Watershed moment

Watershed moment

If you think the Jewish world dodged a bullet when the Presbyterian Church (USA) rejected by the narrowest of margins a proposed resolution to divest from companies doing business with Israel, think again.

As you know, the PC (USA), at its 220th biennial General Assembly last week in Pittsburgh, voted 333-331 with two abstentions against a divestment resolution. That resolution, which was hotly opposed by Jewish leaders, targeted three companies: Caterpillar, Hewlett-Packard and Motorola Solutions.

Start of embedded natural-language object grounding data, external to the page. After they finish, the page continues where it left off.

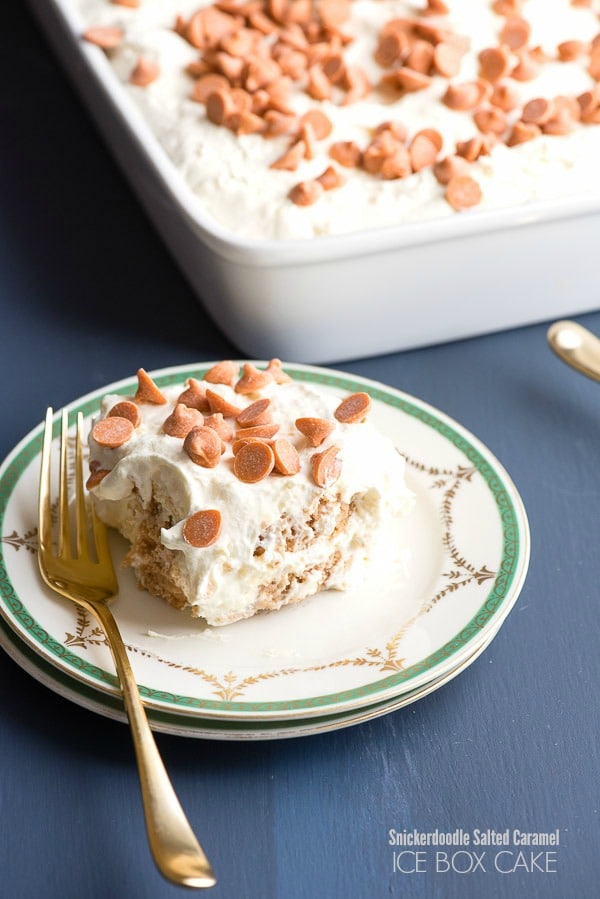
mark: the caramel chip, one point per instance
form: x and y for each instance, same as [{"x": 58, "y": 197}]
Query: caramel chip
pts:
[
  {"x": 104, "y": 36},
  {"x": 125, "y": 409},
  {"x": 253, "y": 462},
  {"x": 330, "y": 178},
  {"x": 463, "y": 192},
  {"x": 319, "y": 122},
  {"x": 112, "y": 431},
  {"x": 449, "y": 167},
  {"x": 326, "y": 467},
  {"x": 515, "y": 33},
  {"x": 423, "y": 152},
  {"x": 203, "y": 446},
  {"x": 291, "y": 158},
  {"x": 257, "y": 413},
  {"x": 347, "y": 153},
  {"x": 252, "y": 379},
  {"x": 505, "y": 97},
  {"x": 202, "y": 528},
  {"x": 147, "y": 391},
  {"x": 463, "y": 96},
  {"x": 287, "y": 460},
  {"x": 353, "y": 408},
  {"x": 181, "y": 421},
  {"x": 316, "y": 430},
  {"x": 224, "y": 372},
  {"x": 279, "y": 376},
  {"x": 521, "y": 133},
  {"x": 218, "y": 403}
]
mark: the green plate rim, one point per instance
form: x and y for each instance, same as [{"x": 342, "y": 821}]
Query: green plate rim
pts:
[{"x": 511, "y": 570}]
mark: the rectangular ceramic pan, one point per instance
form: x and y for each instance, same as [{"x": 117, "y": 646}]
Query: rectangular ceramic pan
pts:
[{"x": 357, "y": 295}]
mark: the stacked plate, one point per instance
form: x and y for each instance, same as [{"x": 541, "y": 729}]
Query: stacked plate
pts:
[{"x": 337, "y": 659}]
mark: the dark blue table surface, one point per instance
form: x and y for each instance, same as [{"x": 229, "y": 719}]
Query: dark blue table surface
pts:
[{"x": 511, "y": 743}]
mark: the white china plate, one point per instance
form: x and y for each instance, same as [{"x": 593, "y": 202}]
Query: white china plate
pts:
[{"x": 466, "y": 555}]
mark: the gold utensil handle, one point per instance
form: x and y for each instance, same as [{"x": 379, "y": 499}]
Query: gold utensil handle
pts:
[
  {"x": 175, "y": 849},
  {"x": 576, "y": 346}
]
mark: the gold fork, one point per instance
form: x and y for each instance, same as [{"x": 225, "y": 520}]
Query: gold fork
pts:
[{"x": 89, "y": 580}]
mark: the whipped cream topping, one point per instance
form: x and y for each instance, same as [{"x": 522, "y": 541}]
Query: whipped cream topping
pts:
[
  {"x": 230, "y": 174},
  {"x": 222, "y": 580}
]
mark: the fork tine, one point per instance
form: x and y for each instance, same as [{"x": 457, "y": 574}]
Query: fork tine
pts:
[
  {"x": 64, "y": 542},
  {"x": 83, "y": 551},
  {"x": 44, "y": 504}
]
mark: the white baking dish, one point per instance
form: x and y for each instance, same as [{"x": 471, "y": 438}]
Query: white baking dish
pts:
[{"x": 334, "y": 298}]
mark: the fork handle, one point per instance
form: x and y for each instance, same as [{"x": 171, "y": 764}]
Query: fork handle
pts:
[{"x": 175, "y": 849}]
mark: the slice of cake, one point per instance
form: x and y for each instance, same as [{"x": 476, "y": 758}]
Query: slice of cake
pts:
[{"x": 245, "y": 490}]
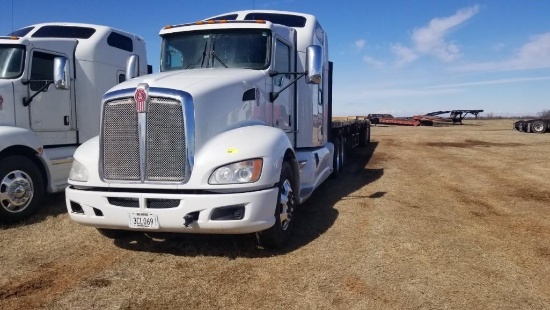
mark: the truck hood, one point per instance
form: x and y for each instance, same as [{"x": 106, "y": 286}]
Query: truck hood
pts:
[{"x": 219, "y": 103}]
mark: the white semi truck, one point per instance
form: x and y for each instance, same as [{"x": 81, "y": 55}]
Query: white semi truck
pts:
[
  {"x": 42, "y": 122},
  {"x": 231, "y": 135}
]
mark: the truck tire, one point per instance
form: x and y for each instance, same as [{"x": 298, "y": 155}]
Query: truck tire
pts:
[
  {"x": 336, "y": 159},
  {"x": 279, "y": 234},
  {"x": 538, "y": 126},
  {"x": 21, "y": 188},
  {"x": 343, "y": 151},
  {"x": 364, "y": 137},
  {"x": 115, "y": 233}
]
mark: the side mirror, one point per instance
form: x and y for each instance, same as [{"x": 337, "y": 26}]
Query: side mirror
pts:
[
  {"x": 61, "y": 76},
  {"x": 314, "y": 64},
  {"x": 132, "y": 67}
]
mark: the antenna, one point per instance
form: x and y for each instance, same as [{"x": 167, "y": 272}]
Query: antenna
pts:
[{"x": 11, "y": 16}]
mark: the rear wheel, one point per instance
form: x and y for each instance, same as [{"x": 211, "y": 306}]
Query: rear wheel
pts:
[
  {"x": 279, "y": 234},
  {"x": 21, "y": 188},
  {"x": 364, "y": 137},
  {"x": 538, "y": 126}
]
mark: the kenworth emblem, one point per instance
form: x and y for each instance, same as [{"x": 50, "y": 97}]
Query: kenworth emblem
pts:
[{"x": 141, "y": 98}]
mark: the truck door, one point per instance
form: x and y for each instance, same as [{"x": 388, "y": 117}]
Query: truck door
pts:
[
  {"x": 283, "y": 106},
  {"x": 50, "y": 111}
]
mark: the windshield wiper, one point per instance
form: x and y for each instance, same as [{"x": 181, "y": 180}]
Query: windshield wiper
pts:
[
  {"x": 199, "y": 59},
  {"x": 213, "y": 53}
]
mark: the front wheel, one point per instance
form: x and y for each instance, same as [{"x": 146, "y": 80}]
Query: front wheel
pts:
[
  {"x": 21, "y": 188},
  {"x": 538, "y": 127},
  {"x": 279, "y": 234}
]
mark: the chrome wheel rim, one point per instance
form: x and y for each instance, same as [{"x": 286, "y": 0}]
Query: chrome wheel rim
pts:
[
  {"x": 16, "y": 191},
  {"x": 538, "y": 127}
]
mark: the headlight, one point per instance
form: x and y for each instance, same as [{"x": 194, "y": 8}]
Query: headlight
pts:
[
  {"x": 246, "y": 171},
  {"x": 78, "y": 172}
]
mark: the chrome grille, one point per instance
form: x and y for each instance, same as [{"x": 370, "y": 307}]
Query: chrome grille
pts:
[
  {"x": 165, "y": 141},
  {"x": 164, "y": 149},
  {"x": 121, "y": 141}
]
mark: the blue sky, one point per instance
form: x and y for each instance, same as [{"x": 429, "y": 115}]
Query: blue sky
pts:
[{"x": 399, "y": 57}]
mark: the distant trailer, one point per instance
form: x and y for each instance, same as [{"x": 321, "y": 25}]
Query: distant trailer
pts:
[
  {"x": 455, "y": 116},
  {"x": 388, "y": 119},
  {"x": 535, "y": 125}
]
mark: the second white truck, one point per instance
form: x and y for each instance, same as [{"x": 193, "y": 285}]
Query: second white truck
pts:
[
  {"x": 231, "y": 135},
  {"x": 42, "y": 122}
]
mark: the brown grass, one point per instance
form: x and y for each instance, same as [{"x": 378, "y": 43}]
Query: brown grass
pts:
[{"x": 425, "y": 217}]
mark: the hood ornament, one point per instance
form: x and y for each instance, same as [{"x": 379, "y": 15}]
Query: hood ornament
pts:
[{"x": 141, "y": 96}]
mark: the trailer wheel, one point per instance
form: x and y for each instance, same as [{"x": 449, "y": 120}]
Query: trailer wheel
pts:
[
  {"x": 336, "y": 159},
  {"x": 21, "y": 188},
  {"x": 115, "y": 233},
  {"x": 364, "y": 137},
  {"x": 279, "y": 234},
  {"x": 538, "y": 126},
  {"x": 343, "y": 151}
]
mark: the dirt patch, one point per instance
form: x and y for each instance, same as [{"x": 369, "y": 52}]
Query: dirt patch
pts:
[{"x": 473, "y": 143}]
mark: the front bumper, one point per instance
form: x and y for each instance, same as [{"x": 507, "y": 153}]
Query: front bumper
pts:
[{"x": 96, "y": 208}]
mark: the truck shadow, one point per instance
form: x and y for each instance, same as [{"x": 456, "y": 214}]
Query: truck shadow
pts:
[
  {"x": 313, "y": 218},
  {"x": 52, "y": 205}
]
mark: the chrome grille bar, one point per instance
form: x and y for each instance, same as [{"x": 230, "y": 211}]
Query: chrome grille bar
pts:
[{"x": 160, "y": 157}]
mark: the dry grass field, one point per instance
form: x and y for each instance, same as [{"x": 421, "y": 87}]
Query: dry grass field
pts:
[{"x": 450, "y": 217}]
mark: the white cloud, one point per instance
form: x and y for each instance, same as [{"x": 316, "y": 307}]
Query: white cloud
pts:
[
  {"x": 491, "y": 82},
  {"x": 535, "y": 54},
  {"x": 404, "y": 55},
  {"x": 431, "y": 39},
  {"x": 371, "y": 61}
]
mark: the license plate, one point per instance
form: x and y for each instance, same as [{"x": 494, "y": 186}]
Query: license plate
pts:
[{"x": 144, "y": 220}]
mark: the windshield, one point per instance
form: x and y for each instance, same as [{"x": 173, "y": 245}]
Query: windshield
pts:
[
  {"x": 11, "y": 61},
  {"x": 216, "y": 49}
]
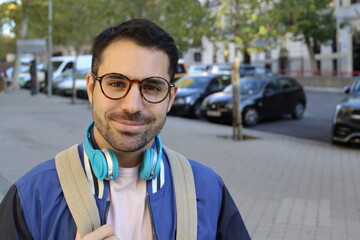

Its proponents claimed Caterpillar supplies the bulldozers and earth-moving equipment used by the Israel Defense Forces to clear Palestinian homes and orchards; that Hewlett-Packard provides biometric monitoring at checkpoints and information technology to the Israeli navy; and that Motorola supplies surveillance equipment to “illegal settlements” in the West Bank, and communications equipment to “occupation forces.”

The commissioners also voted 463-175 against labeling Israeli policy toward the Palestinians “apartheid.” The Middle East committee opposed the label, saying that while the policies were wrong, they did not fit the United

Nations race-based definition of apartheid.

Instead of those resolutions, the church commissioners opted for an alternative measure emphasizing positive investment in enterprises that would help grow the Palestinian economy. It passed by a 369-290 vote with eight abstentions.

What isn’t as well known is this: The church voted overwhelmingly, Friday, July 6, one day after the divestment debate, in favor of a resolution boycotting “all Israeli products coming from the occupied Palestinian Territories” and for “all nations” to prohibit settlement imports.

The resolution, which the G.A. passed by a 457-180 vote, singles out Ahava, a skin care company, and the Hadiklaim Israel Date Growers, which both have factories in West Bank settlements.

Make no mistake about it; this is just as big a victory for the BDS (boycott, divestment, sanctions) movement as the divestment resolution would have been. It’s not being seen as such — yet — in the Jewish world only because so much energy was expended opposing the divestment resolution.

But to the BDS movement, whose ultimate goal is to delegitimize Israel by any means available, a boycott measure against two Israeli companies is just as good as a divestment measure against three American companies.

The PC (USA) commissioners who opposed divestment on the grounds it would harm Presbyterian-Jewish relations clearly weren’t as vocal on the boycott vote.

We’ll let others debate why, but we’ll say this much: There is a cancer in the PC (USA). As we report in this week’s issue, the debate over divestment included some vicious — and fallacious — attacks on Israel, including the charges that the Jewish state is engaged in “ethnic cleansing.”

We’re not saying everyone in the church believes that; indeed, Israel has many sincere and active supporters in the PC (USA).

But we are saying that more responsible members of the church should have refuted those accusations immediately and loudly. They did not.

This G.A. was a watershed moment in Presbyterian-Jewish relations. If nothing changes to correct the growing anti-Semitic sentiment within the  church, then sadly enough, relations between the two faith-based groups may never be the same.